- Born: April 23, 1876 New Brighton, New York City
- Died: 1968 (aged 91–92) Nova Scotia
- Education: Drexel Institute Cornell University
- Partner: Mabel Reed

= Mary Ellicott Arnold =

American social activist, teacher, and writer

Mary Ellicott Arnold (April 23, 1876 – 1968) was an American social activist, teacher and writer best known for In the Land of the Grasshopper Song, the memoir she wrote with Mabel Reed (February 6, 1876 – December, 1962) on their experiences as Bureau of Indian Affairs employees, 1908–1909.

A native of Staten Island, New York, Arnold moved at an early age to Somerville, New Jersey where she began her childhood friendship with Mabel Reed, a companionship that later matured into a life partnership. Arnold studied business at Drexel Institute, Philadelphia, and agriculture at Cornell University in Ithaca, New York. As young women, Arnold and Reed devoted five years (1901–1906) to farming a 55-acre plot. They next gained experience as urban organizers in New York City. Their employer, City and Suburban Homes Company, was a philanthropic organization building affordable, decent housing for the working poor.

When Arnold and Reed accepted positions as so-called field matrons on the Hoopa Valley Indian Reservation in the Klamath River Valley of Northern California, they were charged to exert a "civilizing influence" upon the fewer than eight hundred members of the Karok nation, a vagueness they were to exploit to their own benefit and that of the Karok.

Arnold and Reed lacked the social and racial prejudices of the era. Although the Bureau of Indian Affairs expected them to enforce white cultural values, they instead accepted Karok practices and established a close working friendship with Essie, a native woman with three husbands. They were eager, Arnold said, not to be "ladies—the kind who have Sunday schools, and never say a bad word, and rustle around in a lot of silk petticoats".

In the decades following their breakthrough experience of independent living and community education among the Karok, Arnold and Reed further developed their skills as organizers and activists in cooperative housing, credit unions, adult education, rural development, and American Indian rights. Arnold worked in Nova Scotia, Newfoundland, Maine, New York, and Pennsylvania.

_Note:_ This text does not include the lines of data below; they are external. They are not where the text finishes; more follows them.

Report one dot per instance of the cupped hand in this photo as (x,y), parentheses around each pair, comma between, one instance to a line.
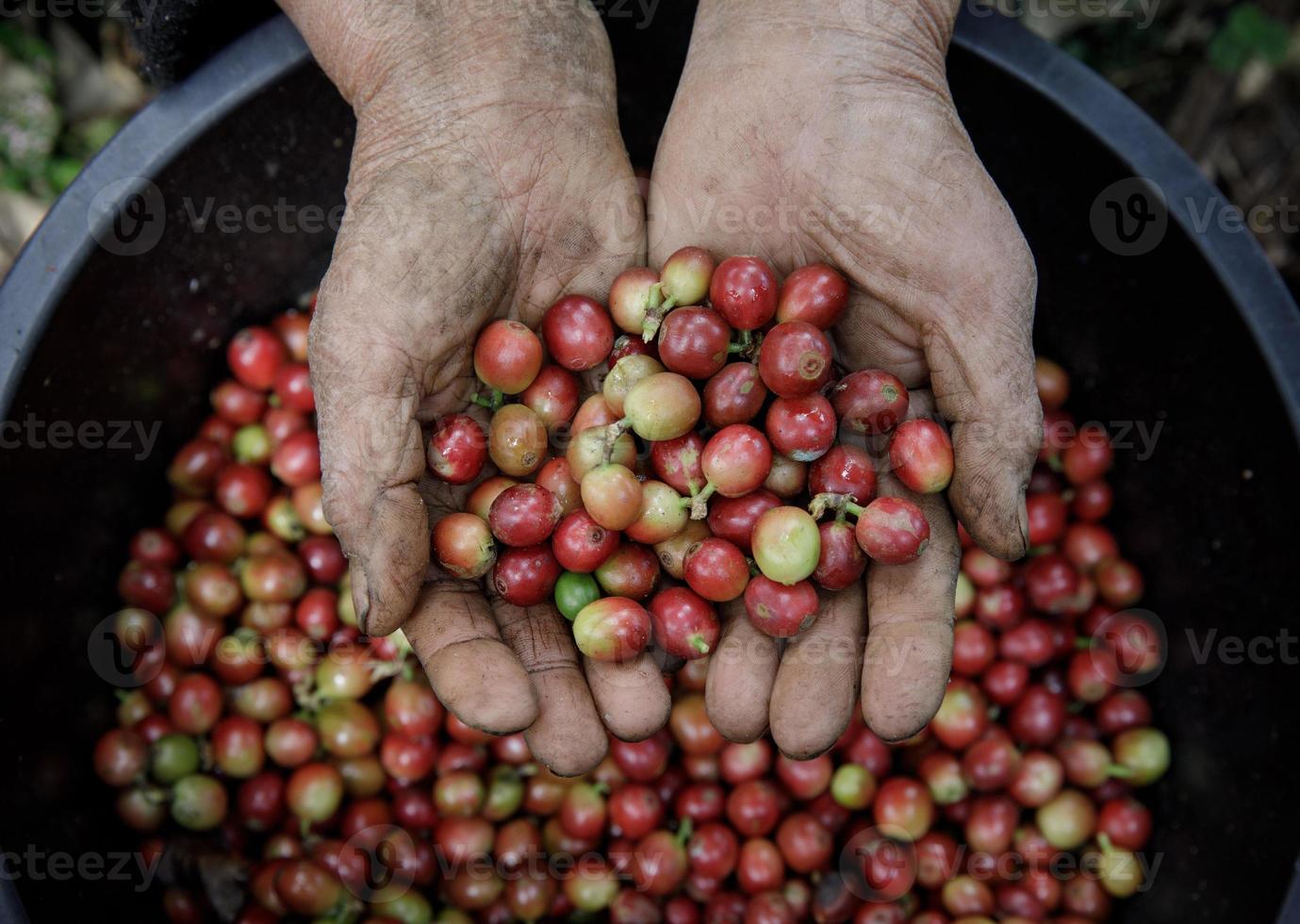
(805,134)
(487,179)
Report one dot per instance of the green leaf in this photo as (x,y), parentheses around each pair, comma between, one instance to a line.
(1247,34)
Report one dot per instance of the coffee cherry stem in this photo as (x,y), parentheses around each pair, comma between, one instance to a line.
(491,402)
(839,503)
(747,344)
(657,308)
(611,437)
(699,503)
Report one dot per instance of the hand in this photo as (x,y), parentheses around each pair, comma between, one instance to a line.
(487,178)
(826,133)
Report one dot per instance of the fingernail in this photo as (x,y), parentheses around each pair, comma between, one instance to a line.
(360,597)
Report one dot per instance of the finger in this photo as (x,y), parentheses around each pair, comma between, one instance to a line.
(816,684)
(567,735)
(472,670)
(980,360)
(872,336)
(741,672)
(631,698)
(910,637)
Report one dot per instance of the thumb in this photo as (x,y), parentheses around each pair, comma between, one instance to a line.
(372,451)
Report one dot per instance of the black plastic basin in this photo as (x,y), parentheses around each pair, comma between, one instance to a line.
(1194,336)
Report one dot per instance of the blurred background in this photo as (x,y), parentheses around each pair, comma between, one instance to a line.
(1221,75)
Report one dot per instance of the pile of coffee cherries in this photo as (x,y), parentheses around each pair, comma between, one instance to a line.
(663,468)
(278,765)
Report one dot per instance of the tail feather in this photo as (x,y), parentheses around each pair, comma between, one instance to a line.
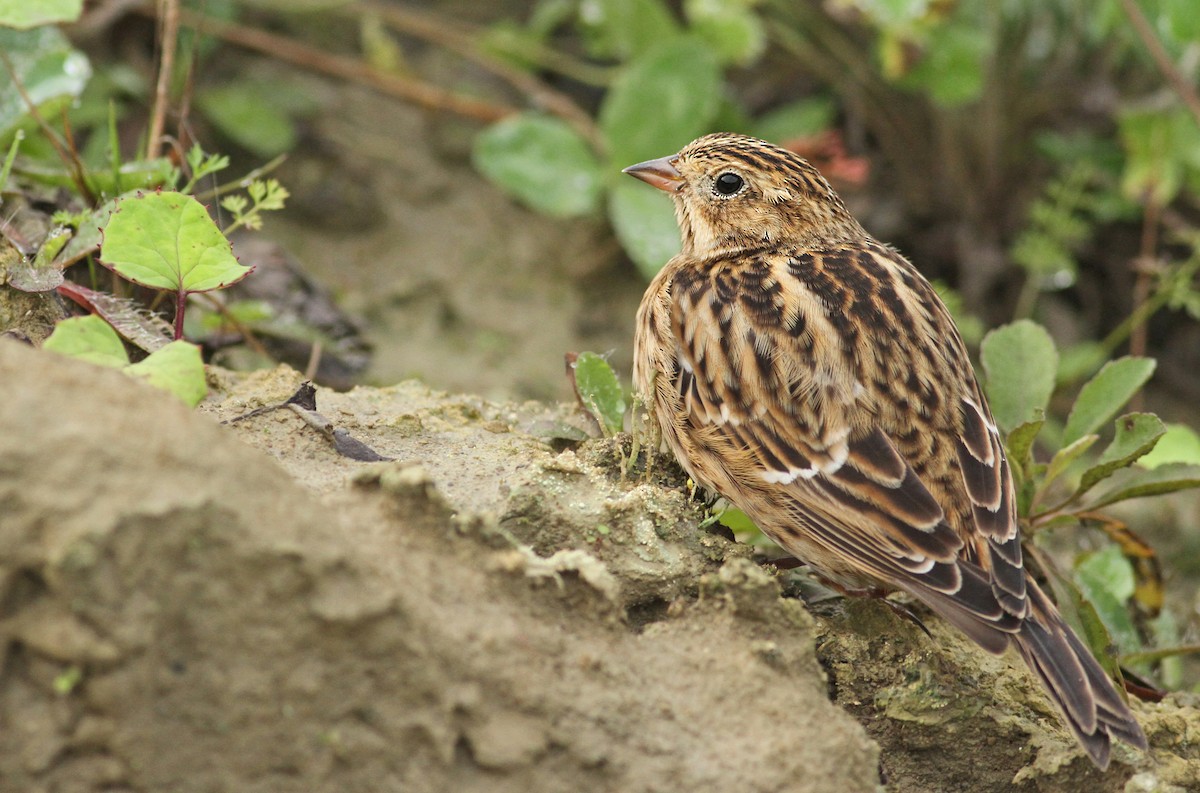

In Reserve Mines, Nova Scotia, Arnold and Reed helped the mining community establish cooperative housing. Arnold conferred with Antigonish Movement elders Moses Coady and Father Jimmy and she and Reed lived among the miners.

In 2016, Nova Scotia playwright Lindsay Kyte illustrated this as a musical true story, Tompkinsville about a community built by the residents themselves, assisted by Arnold and Reed, and the town priest, Jimmy Tompkins and Rev. Dr. Moses Coady (for whom the Coady International Institute is named, in Antigonish, Nova Scotia.) Kyte's great-uncle and aunt were among the residents, struggling for freedom from the Dominion Coal Company in Reserve Mines.

Arnold was an active Quaker and a finance officer with the Women's International League for Peace and Freedom. She was a member of the Providence Monthly Meeting in Media, Pennsylvania. Mary Ellicott Arnold and Mabel Reed are buried together at Providence Friends Meeting Cemetery, Media, Pennsylvania.

Arnold's papers and correspondence are housed at Friends Historical Library, Swarthmore College and the Schlesinger Library, Radcliffe Institute for Advanced Study.

In 2003, playwright Lauren Wilson adapted In the Land of the Grasshopper Song for the stage as a musical comedy, with music by Tim Gray, for production by the Dell'Arte theater troupe.